The lab is focused on what is known as critical infrastructure control systems, as opposed to cybersecurity systems intended to protect information, such as health records or banking. Employees of the lab work tirelessly to prevent threats similar to one that occurred in 2013. According to the Justice Department, “Seven Iranian hackers working at the behest of the Iranian government gained access to the controls of a dam in the suburbs of New York City.” The hackers were trying to remotely access the dam’s gate, but it had been disconnected for maintenance. Prosecutors, in an indictment made public in 2016, called it a “frightening new frontier in cybercrime.” Even more frightening is the fact that those hackers remain wanted by the FBI.
The Dark Side room is located in one of the multiple buildings within Idaho Falls that play host to the labs cybercore, a division within National and Homeland Security. “That workforce is a unique culture with brilliant minds,” says Cramer. There is also an electronics lab where computers are dismantled and later examined as well as a car-sized computer that aids in testing security systems for Western utilities, including Idaho Power, which serves an estimated 1.2 million people in southern Idaho and eastern Oregon.
The Idaho National Laboratory continues to look toward the future by recruiting students and veering them toward cybersecurity careers. Hackers from foreign entities and nation states attempt to breach the systems security, even if they have no intention of harming or stealing information. Darren Stephens, a cyber-researcher at the lab, says “Those are the kids we’re looking for.” The only way to beat a hacker is to be equally genius at hacking and cybersecurity protocols.

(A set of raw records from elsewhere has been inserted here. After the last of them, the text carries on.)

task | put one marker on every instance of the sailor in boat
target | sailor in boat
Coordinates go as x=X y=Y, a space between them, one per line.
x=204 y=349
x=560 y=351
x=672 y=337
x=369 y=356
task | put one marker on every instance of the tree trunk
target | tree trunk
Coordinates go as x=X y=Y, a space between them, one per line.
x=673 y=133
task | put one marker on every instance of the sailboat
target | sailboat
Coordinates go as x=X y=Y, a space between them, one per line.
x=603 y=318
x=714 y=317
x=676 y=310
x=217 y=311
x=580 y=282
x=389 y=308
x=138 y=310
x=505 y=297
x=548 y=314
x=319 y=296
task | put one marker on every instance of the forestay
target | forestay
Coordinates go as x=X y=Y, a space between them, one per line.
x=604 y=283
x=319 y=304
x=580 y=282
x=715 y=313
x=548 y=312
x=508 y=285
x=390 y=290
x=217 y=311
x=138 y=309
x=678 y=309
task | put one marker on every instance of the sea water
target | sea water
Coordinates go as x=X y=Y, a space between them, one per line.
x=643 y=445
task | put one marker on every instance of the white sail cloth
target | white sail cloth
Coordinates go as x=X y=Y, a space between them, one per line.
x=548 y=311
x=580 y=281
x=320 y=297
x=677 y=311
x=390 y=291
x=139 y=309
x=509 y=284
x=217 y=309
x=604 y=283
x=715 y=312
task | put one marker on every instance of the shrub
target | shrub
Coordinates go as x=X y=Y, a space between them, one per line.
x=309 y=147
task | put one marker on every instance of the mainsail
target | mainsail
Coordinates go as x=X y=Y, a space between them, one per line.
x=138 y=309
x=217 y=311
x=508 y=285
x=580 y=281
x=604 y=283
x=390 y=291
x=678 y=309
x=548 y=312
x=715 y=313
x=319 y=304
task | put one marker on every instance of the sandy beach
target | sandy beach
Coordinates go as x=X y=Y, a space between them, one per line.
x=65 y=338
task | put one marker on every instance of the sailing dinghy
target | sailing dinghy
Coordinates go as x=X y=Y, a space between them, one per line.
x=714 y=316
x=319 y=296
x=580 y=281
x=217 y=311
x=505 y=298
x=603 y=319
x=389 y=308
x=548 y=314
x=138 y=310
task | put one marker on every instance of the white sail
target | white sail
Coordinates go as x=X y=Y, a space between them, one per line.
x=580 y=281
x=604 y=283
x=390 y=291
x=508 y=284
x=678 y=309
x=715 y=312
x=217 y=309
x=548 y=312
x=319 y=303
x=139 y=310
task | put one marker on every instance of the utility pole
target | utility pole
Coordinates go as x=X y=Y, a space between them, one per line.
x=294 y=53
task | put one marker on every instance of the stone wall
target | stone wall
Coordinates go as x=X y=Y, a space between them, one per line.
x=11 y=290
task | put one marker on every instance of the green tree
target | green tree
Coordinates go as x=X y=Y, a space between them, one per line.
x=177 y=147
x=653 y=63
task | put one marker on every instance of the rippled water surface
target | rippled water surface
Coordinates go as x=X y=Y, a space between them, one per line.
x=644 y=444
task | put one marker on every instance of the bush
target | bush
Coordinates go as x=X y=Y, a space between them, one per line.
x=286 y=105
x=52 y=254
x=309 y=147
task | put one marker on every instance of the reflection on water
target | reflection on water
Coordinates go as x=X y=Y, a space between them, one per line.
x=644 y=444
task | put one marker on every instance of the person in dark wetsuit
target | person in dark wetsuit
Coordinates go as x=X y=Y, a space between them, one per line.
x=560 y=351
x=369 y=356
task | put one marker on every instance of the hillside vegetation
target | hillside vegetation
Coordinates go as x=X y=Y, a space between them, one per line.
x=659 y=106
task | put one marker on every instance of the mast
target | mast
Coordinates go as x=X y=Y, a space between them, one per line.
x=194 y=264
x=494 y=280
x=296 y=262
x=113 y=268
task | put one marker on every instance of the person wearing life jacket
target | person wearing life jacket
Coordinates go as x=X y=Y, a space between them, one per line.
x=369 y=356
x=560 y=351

Recently, the lab held a contest among college students that involved Idaho universities and other national labs and colleges where workers in the lab’s Dark Side attempted to hack into systems the students tried to defend. Not only is it a competition, but it gives the lab an idea of the next generation of cybersecurity workers. As cybersecurity continues to grow both in need and as an industry, more workers will be needed to fill those positions.
Cramer says, “Universities don’t even have curriculums to train future cybersecurity workers. The problem is so new and challenging that we don’t have the workforce right now to challenge the problem efficiently. We’re in a bit of a scramble mode to help get caught up and train folks to get our arms around a big national challenge.”
While technology continues to expand to new heights, cybersecurity is right behind it, growing to meet the new threats that hover just behind the screen.